Playing at the time for Macclesfield Ladies, one of the 44 teams who formed the nascent Women’s Football Association (WFA), Whyatt is thankful for her predecessors for keeping, what was then, an outlawed game going. “The ladies who formed that, actually played during the 1950s and 60s, so we’re stood on their shoulders as well. They’d kept that game going, all through the bans and formed that team when the bans were finished in 1971.”

Aged just 16, still at school and studying for her A-levels, Whyatt went through a series of trials to earn selection for the first-ever official England team, first coming through at county level, then a North versus South trial, then Probables versus Possibles before the best fifteen were sent letters of selection on headed notepaper by WFA Secretary Patricia Gregory.

Whyatt was one of a new generation of girls who were inspired by the victory of the England men’s team in the 1966 World Cup and wanted to play the game themselves. As a budding goalkeeper, Whyatt looked up to England’s legendary shot-stopper in that tournament. “He was my absolute hero Gordon Banks,” she tells me.”I was lucky enough to meet him when he was playing for Stoke City.”

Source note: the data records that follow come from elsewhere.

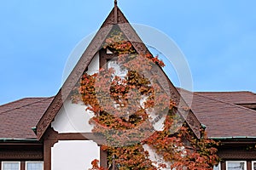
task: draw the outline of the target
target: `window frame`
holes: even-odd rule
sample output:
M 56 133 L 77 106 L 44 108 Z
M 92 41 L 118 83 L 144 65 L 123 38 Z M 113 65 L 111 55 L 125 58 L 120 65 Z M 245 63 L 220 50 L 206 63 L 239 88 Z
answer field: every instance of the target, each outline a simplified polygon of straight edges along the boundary
M 1 170 L 4 170 L 3 169 L 3 164 L 4 163 L 18 163 L 19 164 L 19 170 L 20 170 L 20 162 L 1 162 Z
M 253 170 L 253 163 L 256 163 L 256 161 L 252 161 L 252 170 Z
M 244 163 L 244 170 L 247 170 L 247 161 L 226 161 L 226 170 L 229 170 L 228 168 L 228 163 L 229 162 L 234 162 L 234 163 L 241 163 L 241 162 L 243 162 Z
M 44 170 L 44 162 L 25 162 L 25 170 L 27 170 L 27 163 L 42 163 Z
M 218 162 L 218 170 L 221 170 L 221 167 L 220 167 L 220 166 L 221 166 L 221 164 L 220 164 L 220 162 Z M 215 166 L 214 166 L 214 167 L 215 167 Z M 214 167 L 212 167 L 212 170 L 214 169 Z

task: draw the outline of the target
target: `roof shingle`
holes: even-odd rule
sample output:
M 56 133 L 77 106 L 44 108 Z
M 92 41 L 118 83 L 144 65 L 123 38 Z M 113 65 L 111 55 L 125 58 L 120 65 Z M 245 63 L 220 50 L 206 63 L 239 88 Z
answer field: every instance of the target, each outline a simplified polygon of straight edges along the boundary
M 0 105 L 0 138 L 36 139 L 35 127 L 53 98 L 25 98 Z

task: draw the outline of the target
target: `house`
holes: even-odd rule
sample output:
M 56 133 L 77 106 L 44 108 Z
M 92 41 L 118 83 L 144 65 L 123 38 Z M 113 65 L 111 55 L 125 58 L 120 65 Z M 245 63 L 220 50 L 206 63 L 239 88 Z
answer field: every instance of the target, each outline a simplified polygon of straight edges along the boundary
M 108 167 L 102 139 L 84 123 L 90 112 L 84 114 L 86 107 L 73 104 L 68 97 L 84 71 L 94 72 L 113 58 L 111 51 L 99 49 L 117 24 L 125 24 L 119 29 L 138 54 L 148 50 L 115 3 L 55 96 L 25 98 L 0 106 L 1 170 L 80 170 L 90 167 L 96 158 Z M 176 102 L 183 106 L 193 96 L 186 122 L 195 135 L 201 137 L 203 124 L 209 138 L 221 141 L 222 162 L 215 169 L 256 169 L 255 94 L 191 93 L 171 82 L 167 86 L 173 99 L 178 99 Z

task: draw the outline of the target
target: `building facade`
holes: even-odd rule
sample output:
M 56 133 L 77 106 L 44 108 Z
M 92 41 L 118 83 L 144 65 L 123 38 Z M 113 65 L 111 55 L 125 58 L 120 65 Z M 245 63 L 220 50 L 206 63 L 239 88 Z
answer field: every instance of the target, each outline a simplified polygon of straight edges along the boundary
M 73 104 L 68 97 L 84 71 L 96 72 L 113 57 L 102 46 L 116 26 L 137 53 L 148 50 L 115 4 L 55 96 L 26 98 L 0 106 L 1 170 L 82 170 L 90 167 L 94 159 L 109 167 L 102 139 L 88 123 L 91 114 L 84 114 L 86 106 Z M 175 88 L 171 81 L 167 86 L 183 106 L 193 96 L 186 123 L 195 135 L 201 138 L 200 128 L 206 126 L 208 137 L 220 141 L 221 162 L 214 169 L 256 169 L 255 94 L 191 93 Z

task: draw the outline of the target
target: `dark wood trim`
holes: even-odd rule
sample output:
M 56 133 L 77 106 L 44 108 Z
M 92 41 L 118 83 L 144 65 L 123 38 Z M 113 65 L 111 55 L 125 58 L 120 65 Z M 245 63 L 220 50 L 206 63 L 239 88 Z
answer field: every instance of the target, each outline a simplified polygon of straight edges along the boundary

When she asked the man renowned as ‘The Banks of England’ for advice, he gave her the tip of standing away from her favorite side when facing a penalty kick. As Whyatt revealed to me, it was a trick which ultimately got her into the England team. “In one of the final trial games – Probables versus Possibles – I saved three penalties so I say that was down to Gordon Banks!”

The historic first official match was played in front of an estimated 400 spectators at the Ravenscraig Stadium in Greenock, Scotland, almost exactly 100 years after the first official men’s international match between the same two nations in 1872. Whyatt recalls the surroundings were far from glamorous. “When we went onto the pitch for the anthems, the sleet started. You’re thinking ‘my goodness, this pitch is frozen.’ I think nowadays, they probably wouldn’t have even played the match, it was so bad. It was treacherous.”

Unlike the first men’s international which finished goalless, England rallied from going two goals down to win 3-2. However, the players did not receive the recogniton they felt they deserved. “What they gave us first, was a little Wedgewood box for playing and then a little silver dish,” Whyatt remembers. “We said ‘what’s this? We want a cap like the men!’ and they said, ‘you can’t have a cap, you’re not entitled to a cap, The FA wouldn’t give you one.'”

It was left to WFA officer, Florence Bilton, herself a former goalkeeper, to step in, as Whyatt recalls, “Flo Bilton got her sewing machine out and she made us replica caps. They’re fabulous and mine’s on my wall at home, and I wouldn’t part with that for anything in the world. It’s black, it’s got the WFA crest on the front and a little tassle. You can see it’s home-made, but it means the world to me that does.”

From today, as for the England men’s team, The FA will introduce legacy numbers for every woman who has represented the senior Lionesees, listing their place in England’s history starting with the 15 pioneers who travelled to Grennock in 1972. Every former player will in due course receive a special velvet cap with their newly established legacy number embroidered on the front.

Tragically, Wyhatt, who went on to work in the police force, was forced to quit the game she loved just three years later, still aged just 19, the victim of under-representation in another industry. “They promised me I would be able to go and continue training and play. When it actually came to it, because there was only a few women in the police force at the time, each station had a female officer in case women or children came in and they needed searching or anything like that.”

“They could have actually got somebody in from one of the other stations to cover me so I could play, but they didn’t. When I asked and told them the chief constable said I could, well they said ‘he’s not here now’. So I had to stop playing.”

“We’ve had to fight for everything. Even in the police force, I had to fight to become the first female dog handler. I feel like I’ve been fighting for 50 years but it’s been worth it. To see this girls now, it was worth it, wasn’t it?”